Turis-turis asing justru tertarik untuk tinggal di rumah penduduk, menggunakan kamar mandi sederhana dan juga membajak sawah. Mereka justru senang membayar mahal demi merasakan suasana kehidupan desa yang masih alami.

Namun desa wisata Pentingsari tidak mengeksploitasi diri. Kunjungan wisatawan dibatasi hanya 25.000 orang pertahun. Hal ini dimaksudkan untuk menjaga keaslian dan keasrian desa tersebut. Karena itu, jika ingin berkunjung ke desa ini harus inden enam bulan.

Sementara Bramuda, Kadispar Banyuwangi menjelaskan bagaimana kabupaten tersebut bangkit dengan pariwisata. Dia menceritakan bahwa pada tahun 2010, Banyuwangi masih dikenal sebagai daerah santet.

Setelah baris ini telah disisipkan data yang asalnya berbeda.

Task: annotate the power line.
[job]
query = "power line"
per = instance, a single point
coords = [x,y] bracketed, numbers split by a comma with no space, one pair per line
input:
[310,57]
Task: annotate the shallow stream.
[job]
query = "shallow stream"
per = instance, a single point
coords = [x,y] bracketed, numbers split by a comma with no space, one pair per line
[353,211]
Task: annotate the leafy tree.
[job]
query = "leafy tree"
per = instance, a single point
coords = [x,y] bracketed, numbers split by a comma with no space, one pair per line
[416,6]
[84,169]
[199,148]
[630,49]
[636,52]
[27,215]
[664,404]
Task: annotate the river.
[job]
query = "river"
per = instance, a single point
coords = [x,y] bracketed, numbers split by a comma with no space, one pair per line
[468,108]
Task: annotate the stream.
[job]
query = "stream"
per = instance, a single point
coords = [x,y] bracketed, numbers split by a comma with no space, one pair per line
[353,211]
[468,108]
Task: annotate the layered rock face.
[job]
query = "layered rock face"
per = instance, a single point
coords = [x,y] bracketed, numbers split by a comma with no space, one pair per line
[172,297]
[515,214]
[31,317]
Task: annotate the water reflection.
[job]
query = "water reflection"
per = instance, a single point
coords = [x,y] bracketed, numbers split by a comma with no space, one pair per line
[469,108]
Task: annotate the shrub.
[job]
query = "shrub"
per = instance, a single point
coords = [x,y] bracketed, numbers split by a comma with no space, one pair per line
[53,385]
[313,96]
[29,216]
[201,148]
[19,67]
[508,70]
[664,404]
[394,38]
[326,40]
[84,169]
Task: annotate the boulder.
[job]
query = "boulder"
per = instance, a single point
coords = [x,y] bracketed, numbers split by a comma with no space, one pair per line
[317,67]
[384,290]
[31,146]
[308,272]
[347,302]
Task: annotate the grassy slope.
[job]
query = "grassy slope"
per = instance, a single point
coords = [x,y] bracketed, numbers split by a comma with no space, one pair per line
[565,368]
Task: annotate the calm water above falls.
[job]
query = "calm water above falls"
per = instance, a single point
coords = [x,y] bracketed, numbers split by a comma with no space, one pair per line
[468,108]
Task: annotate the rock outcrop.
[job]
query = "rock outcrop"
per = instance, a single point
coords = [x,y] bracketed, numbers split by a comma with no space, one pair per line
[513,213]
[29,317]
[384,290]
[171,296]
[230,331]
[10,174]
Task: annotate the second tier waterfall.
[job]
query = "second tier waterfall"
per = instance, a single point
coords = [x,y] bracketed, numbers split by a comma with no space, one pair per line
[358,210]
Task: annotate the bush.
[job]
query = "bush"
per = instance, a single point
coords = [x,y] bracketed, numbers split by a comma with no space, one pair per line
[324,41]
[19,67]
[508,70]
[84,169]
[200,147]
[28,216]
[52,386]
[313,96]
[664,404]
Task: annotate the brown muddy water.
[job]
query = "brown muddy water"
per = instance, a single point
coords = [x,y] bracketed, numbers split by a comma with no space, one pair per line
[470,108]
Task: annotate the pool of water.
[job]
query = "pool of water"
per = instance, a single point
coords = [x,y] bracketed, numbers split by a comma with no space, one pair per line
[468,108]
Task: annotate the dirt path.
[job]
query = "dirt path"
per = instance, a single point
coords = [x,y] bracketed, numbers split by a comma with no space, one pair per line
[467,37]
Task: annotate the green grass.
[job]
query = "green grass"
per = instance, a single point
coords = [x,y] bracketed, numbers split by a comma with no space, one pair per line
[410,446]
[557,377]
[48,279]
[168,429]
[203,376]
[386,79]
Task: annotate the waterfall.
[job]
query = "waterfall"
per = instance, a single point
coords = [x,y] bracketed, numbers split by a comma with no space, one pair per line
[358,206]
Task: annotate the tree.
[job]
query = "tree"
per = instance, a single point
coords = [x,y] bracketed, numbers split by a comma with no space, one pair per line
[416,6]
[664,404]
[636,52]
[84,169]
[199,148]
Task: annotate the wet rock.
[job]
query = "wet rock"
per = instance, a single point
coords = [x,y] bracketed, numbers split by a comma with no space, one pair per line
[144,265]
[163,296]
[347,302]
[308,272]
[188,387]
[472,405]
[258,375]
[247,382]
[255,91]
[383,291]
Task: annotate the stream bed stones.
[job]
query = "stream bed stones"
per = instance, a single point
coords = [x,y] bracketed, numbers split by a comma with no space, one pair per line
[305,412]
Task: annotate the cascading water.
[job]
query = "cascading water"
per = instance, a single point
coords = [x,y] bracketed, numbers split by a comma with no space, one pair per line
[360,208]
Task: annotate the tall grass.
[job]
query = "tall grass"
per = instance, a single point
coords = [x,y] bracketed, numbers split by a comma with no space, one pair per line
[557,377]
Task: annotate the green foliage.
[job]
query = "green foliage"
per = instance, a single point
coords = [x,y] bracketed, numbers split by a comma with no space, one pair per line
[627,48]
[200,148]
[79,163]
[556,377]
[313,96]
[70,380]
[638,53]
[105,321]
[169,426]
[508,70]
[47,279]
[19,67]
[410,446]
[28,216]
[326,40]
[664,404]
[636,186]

Stigma ini harus dihilangkan dengan menampilkan potensi Banyuwangi.

Sebenarnya, Banyuwangi memiliki tambang emas terbesar kedua setelah Freeport. Tetapi lebih memilih bidang pariwisata untuk dikembangkan, dengan pertimbangan agar lingkungan tetap terjaga. Selain itu, emas suatu saat akan habis sedangkan pariwisata akan terus berlanjut.

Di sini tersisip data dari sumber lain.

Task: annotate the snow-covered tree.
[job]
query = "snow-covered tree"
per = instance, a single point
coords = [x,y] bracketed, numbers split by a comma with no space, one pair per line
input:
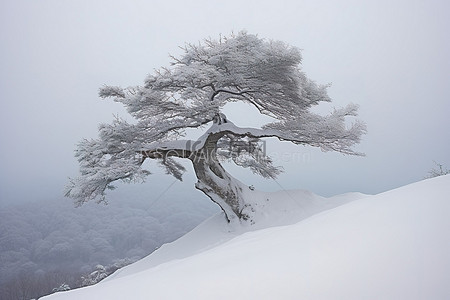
[190,94]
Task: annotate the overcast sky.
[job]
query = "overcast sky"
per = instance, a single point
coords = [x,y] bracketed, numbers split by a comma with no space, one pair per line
[390,57]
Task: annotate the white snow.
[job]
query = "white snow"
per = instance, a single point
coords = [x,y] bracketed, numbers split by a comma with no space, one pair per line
[394,245]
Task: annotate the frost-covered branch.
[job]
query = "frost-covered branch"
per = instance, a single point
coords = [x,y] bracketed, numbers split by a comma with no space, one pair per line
[191,94]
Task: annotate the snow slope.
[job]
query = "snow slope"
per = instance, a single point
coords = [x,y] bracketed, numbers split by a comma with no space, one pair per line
[394,245]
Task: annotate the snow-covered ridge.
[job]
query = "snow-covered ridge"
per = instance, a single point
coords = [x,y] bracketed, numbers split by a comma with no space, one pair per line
[393,245]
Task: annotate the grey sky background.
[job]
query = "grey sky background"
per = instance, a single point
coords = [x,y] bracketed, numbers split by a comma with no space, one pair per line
[390,57]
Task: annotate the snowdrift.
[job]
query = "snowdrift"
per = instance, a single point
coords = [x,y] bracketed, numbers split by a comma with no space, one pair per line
[394,245]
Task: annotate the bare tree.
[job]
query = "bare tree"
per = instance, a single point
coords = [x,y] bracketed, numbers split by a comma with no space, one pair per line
[190,94]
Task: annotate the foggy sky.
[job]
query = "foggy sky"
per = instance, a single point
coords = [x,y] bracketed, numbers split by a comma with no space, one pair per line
[390,57]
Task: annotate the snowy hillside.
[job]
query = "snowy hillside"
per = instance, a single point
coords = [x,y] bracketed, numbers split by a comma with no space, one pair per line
[394,245]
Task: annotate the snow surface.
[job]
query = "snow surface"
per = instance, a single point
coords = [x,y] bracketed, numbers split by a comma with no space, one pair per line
[394,245]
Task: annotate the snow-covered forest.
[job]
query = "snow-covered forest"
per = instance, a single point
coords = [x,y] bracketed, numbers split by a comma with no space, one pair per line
[49,243]
[394,245]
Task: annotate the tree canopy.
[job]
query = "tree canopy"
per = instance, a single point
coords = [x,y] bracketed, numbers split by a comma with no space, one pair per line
[191,93]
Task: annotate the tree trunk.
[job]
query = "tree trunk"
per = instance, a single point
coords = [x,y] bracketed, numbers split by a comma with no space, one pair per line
[216,183]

Saat ini 'jualan' Banyuwangi adalah kawah Ijen yang terkenal dengan Blue Fire- nya, pantai yang indah dan berbagai macam festival. Ada festival budaya, festival bertema agama dan juga musik. Semua itu dipublikasikan secara besar-besaran sehingga banyak orang berbondong-bondong datang ke Banyuwangi.

Kunci sukses Banyuwangi adalah masyarakat sebagai penggerak pariwisata. Di sisi pemerintah daerah, tidak hanya dinas pariwisata yang bertanggung jawab terhadap sukses program pariwisata, tetapi dinas yang lain juga mempunyai pengetahuan, wawasan dan pemahaman yang sama mengenai pariwisata Banyuwangi.

Setelah acara diskusi selesai, Bapak Nova Iriansyah mengunjungi Travel Mart di lobby yang menjajakan pariwisata Aceh.